Ainsi, l’ancien président Tudjman, qui plaidait pour l’Europe a-t-il claqué la porte dans un excès d’orgueil en refusant de rejoindre le Groupe de Visegrad (composé de la Pologne, la Hongrie, la Slovaquie et la Slovénie), en considérant que la Croatie n’avait pas besoin de s’allier avec les anciens satellites de la Russie.

D’autres, en revanche, à l’instar de l’ancien Premier ministre Sanader, ont été prêts à accepter n’importe quoi pour accélérer l’adhésion, au prix de fausses promesses, comme celles selon laquelle la Croatie allait entrer dans l’UE en même temps que la Bulgarie ou la Roumanie.

L’Europe ne tolère plus d’adhésion au rabais, mais elle n’a pas “détesté tout ce qui était croate”, comme certains ont voulu le croire. Cette Europe s’est employée à pacifier la poudrière balkanique, mais elle n’a pas hésité à reconnaître les acquis de chaque pays sur la voie du respect des conditions imposées.

Après la Slovénie, c’est la Croatie qui a amarré le plus rapidement dans le port européen sans devoir attendre ses voisins.

L’Europe actuelle n’est pas un pays de cocagne. Dans le contexte de la crise, même les plus grands pays, comme l’Allemagne ou la France, ont accepté de se priver d’une part de leur souveraineté.

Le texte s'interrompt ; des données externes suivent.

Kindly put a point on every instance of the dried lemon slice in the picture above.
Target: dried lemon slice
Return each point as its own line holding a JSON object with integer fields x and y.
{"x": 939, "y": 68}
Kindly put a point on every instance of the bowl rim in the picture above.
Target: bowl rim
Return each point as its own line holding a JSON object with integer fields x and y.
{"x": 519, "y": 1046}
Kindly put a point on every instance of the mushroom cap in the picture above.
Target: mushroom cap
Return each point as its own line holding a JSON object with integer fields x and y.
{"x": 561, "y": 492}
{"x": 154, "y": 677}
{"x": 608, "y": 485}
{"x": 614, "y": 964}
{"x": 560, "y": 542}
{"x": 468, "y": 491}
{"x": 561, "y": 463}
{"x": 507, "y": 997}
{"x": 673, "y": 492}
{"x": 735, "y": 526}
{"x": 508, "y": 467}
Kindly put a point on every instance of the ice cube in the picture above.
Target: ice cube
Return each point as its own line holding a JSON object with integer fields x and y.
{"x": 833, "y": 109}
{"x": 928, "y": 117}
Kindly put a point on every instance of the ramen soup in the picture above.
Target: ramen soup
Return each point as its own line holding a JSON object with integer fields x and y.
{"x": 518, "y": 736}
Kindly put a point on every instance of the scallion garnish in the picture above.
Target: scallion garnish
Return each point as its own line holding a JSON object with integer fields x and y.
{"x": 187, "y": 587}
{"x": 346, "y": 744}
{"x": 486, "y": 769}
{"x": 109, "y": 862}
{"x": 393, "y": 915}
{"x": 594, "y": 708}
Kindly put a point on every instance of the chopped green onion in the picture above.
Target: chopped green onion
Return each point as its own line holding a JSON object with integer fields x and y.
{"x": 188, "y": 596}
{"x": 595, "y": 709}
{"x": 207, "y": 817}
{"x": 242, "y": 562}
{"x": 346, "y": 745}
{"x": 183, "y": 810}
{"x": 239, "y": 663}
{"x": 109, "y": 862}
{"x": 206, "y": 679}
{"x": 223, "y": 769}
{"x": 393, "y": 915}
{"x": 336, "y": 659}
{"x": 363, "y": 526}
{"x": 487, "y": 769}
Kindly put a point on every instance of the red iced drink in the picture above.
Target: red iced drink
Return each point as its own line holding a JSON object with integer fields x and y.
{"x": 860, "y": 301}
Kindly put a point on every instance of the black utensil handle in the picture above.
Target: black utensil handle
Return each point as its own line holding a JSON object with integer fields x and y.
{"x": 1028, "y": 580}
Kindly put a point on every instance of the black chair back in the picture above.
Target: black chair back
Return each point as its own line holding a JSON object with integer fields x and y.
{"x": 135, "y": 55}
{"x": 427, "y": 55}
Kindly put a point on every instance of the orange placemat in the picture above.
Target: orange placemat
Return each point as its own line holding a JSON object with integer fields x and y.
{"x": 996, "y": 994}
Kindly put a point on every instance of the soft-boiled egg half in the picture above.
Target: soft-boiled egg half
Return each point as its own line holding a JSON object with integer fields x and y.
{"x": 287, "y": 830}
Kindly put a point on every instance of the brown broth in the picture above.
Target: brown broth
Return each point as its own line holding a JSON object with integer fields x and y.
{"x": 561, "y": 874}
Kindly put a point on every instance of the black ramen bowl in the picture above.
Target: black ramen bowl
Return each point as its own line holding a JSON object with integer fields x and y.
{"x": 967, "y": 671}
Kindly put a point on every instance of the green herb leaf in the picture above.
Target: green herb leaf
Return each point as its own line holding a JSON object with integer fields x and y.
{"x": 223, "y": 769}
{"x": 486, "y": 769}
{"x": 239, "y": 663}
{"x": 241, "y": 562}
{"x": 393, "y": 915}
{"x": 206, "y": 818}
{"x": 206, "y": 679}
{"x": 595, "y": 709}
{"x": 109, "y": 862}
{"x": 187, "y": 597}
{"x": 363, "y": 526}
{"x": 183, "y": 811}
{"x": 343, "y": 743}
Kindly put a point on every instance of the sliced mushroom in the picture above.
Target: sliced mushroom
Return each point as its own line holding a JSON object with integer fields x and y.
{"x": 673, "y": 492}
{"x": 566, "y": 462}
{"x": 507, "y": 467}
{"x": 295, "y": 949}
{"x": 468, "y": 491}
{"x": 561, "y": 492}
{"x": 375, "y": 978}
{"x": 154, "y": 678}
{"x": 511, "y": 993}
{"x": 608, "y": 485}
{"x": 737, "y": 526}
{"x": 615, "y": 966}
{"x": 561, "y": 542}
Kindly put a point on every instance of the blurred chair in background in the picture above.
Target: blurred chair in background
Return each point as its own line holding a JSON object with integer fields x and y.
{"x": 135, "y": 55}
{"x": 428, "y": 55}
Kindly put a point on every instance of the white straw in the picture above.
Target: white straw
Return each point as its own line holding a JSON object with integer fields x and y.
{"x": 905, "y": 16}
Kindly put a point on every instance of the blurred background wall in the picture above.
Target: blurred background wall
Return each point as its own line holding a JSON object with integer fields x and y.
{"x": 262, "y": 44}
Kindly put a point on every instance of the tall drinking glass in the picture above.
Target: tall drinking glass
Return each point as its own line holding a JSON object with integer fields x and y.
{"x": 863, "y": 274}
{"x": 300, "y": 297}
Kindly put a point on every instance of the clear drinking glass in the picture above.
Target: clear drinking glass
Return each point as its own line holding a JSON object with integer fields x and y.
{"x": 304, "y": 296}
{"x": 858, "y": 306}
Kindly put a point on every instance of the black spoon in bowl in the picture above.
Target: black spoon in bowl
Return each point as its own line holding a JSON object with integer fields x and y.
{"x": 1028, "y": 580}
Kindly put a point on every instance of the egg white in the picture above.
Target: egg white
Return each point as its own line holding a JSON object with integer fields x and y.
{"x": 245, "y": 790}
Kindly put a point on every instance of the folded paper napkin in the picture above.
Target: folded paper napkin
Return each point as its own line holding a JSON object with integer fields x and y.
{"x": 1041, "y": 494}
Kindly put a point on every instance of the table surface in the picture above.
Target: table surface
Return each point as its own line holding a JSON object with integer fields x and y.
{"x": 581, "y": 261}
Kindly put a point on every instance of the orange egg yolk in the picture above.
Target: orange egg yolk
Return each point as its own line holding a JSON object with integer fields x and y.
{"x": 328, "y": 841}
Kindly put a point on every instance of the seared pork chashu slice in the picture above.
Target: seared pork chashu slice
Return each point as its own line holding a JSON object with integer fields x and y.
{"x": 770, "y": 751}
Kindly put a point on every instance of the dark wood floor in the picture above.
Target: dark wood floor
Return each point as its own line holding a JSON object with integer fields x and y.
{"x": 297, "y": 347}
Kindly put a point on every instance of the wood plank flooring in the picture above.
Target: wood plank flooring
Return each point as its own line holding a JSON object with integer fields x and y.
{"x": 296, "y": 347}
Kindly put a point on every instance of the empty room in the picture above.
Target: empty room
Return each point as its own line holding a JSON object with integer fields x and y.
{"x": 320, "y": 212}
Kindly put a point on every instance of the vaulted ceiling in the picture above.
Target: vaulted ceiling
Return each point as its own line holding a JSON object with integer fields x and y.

Une jeunesse libérée des mythes toudjmaniens

Dans cette Europe, personne ne plaide pour la refondation d’une nouvelle Yougoslavie ni pour la résurrection du communisme. Dans cette Europe, la langue croate est reconnue comme une langue officielle, et Zagreb a le droit de demander la protection de tout ce qui relève de son patrimoine, sa tradition ou ses particularités.

Après la signature du traité d’adhésion, de nombreux mythes nationalistes se sont écroulés et les préjugés régionaux sont devenus caducs. Le référendum se prépare sans bagage mythomane, mais avec certaines nouvelles questions posées par la jeune élite intellectuelle, libérée des mythes toudjmaniens. Toutefois, cette dernière propose des réponses qui ne sont pas moins dangereuses.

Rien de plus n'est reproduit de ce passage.